L'Arabie Saoudite entame 2019 par trois exécutions pour des délits liés aux drogues

Le recours généralisé à la peine de mort pour des délits non-violents liés aux drogues se poursuit sous le régime du prince héritier Mohammed ben Salmane. (Source: Flickr)

Au premier jour de 2019, les autorités saoudiennes ont exécutés trois personnes rendues coupables de délits non-violents liés aux drogues, exposant par là même la poursuite des politiques brutales en matières de lutte antidrogue par le pouvoir du prince héritier Mohammed ben Salmane .

Ataiwi Suleiman et Sobhi Ouda, ressortissants égyptiens, ont été exécutés pour leur implication dans la contrebande de cannabis, d'opiacés et d'amphétamines, tandis que Nizar Ahmad Qal Ahmad, ressortissant pakistanais, a été quand à lui été exécuté pour trafic d'héroïne. La légitimité de ces condamnations est fortement sujette à caution, compte tenu de la corruption endémique et de l'usage de la torture par les autorités saoudiennes. 

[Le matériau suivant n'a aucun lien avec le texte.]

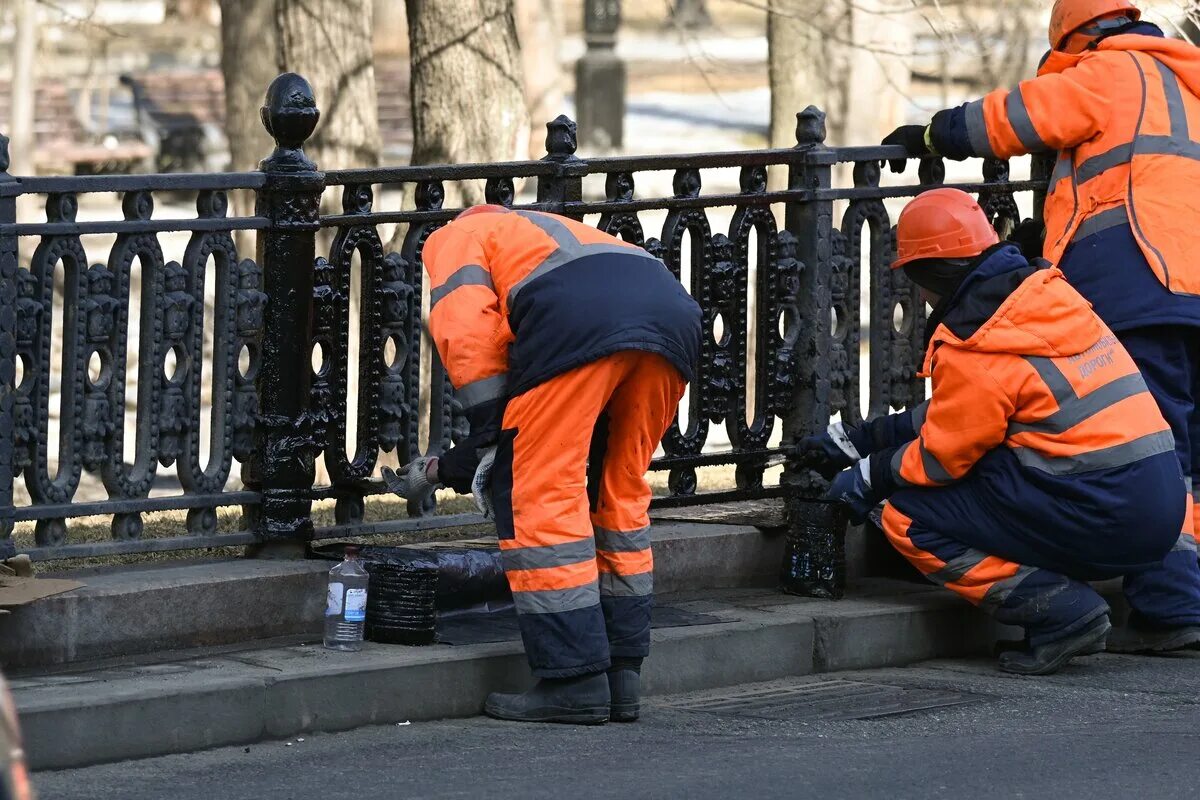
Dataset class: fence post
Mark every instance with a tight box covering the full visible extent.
[538,114,588,219]
[781,106,858,599]
[251,72,325,555]
[0,134,20,560]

L'approche saoudienne quand aux drogues se base sur une interprétation rigoureuse de la Sharia, qui distingue les délits liés aux drogues comme des crimes commis envers Dieu. Le ministre de l'intérieur a en ce-sens cité le verset 5:33 du Coran pour justifier les exécutions  « [ceux] qui font la guerre à Allah et son messager et cherchent à corrompre les lois du pays seront […] tués ou crucifiés, ou verront leurs mains et leurs pieds déchirés, ou seront chassés du pays ».

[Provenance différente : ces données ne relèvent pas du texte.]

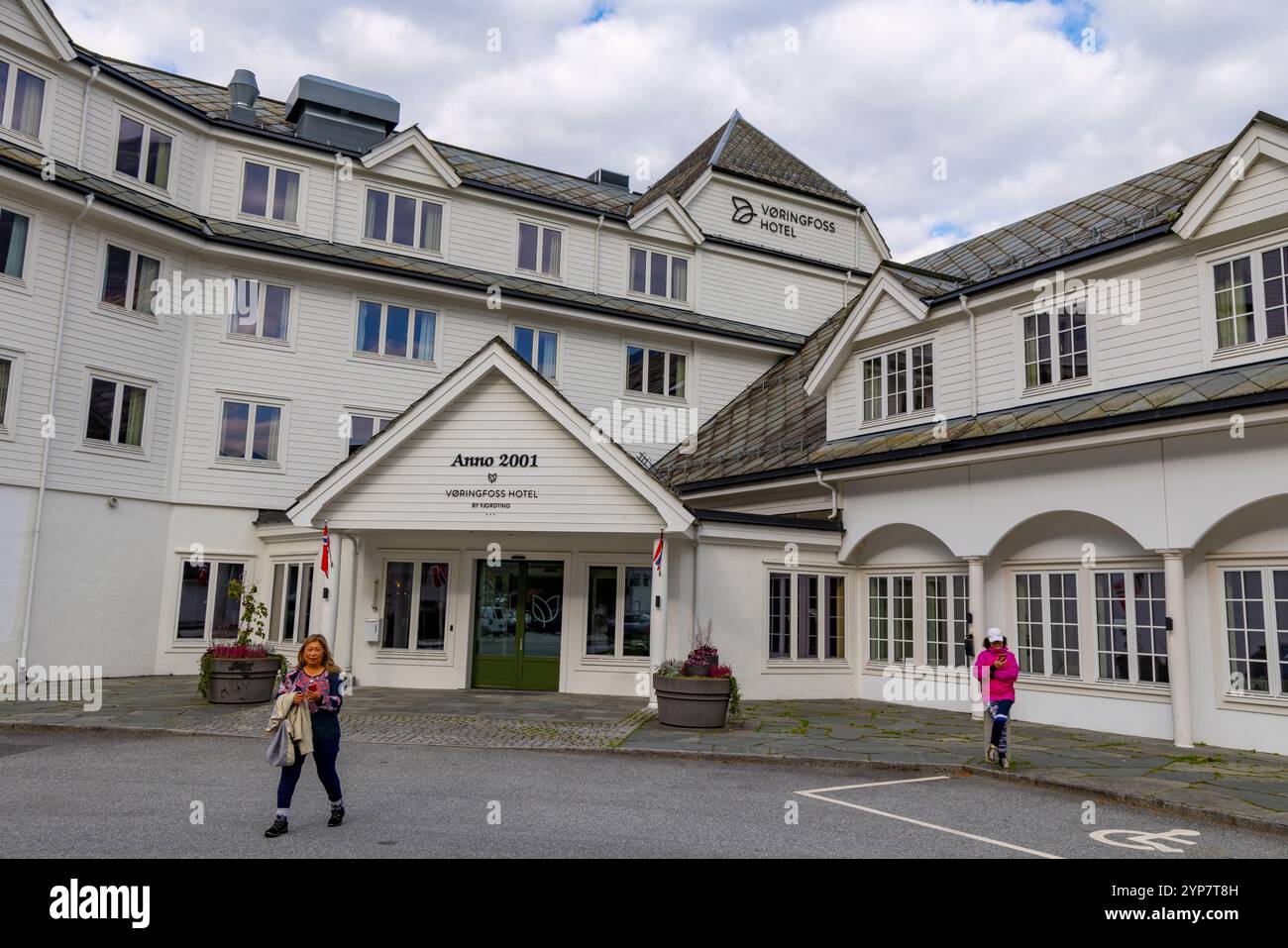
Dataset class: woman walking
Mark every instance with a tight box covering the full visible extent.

L’Arabie Saoudite pratique traditionnellement la décapitation lors des exécutions, bien que des pelotons d’exécution par fusillade soient ponctuellement décidés par les autorités.

Selon un rapport de l'ONG Harm Reduction International, spécialisée dans la réduction des risques liés aux produits stupéfiants, l'Arabie Saoudite apparaît comme l'un des principaux dispensateurs de la peine capitale dans le monde, les délits liés aux drogues représentant une part non négligeable du total des exécutions. Le rapport met en garde quand à la forte probabilité d'abus et de corruption au sein du système judiciaire saoudien ; « l'une des inquiétudes principales s'incarne dans les « confessions » obtenues sous la torture, la contrainte ou la pression, et qui constituent souvent les seules preuves présentées lors des condamnations à la peine capitale ».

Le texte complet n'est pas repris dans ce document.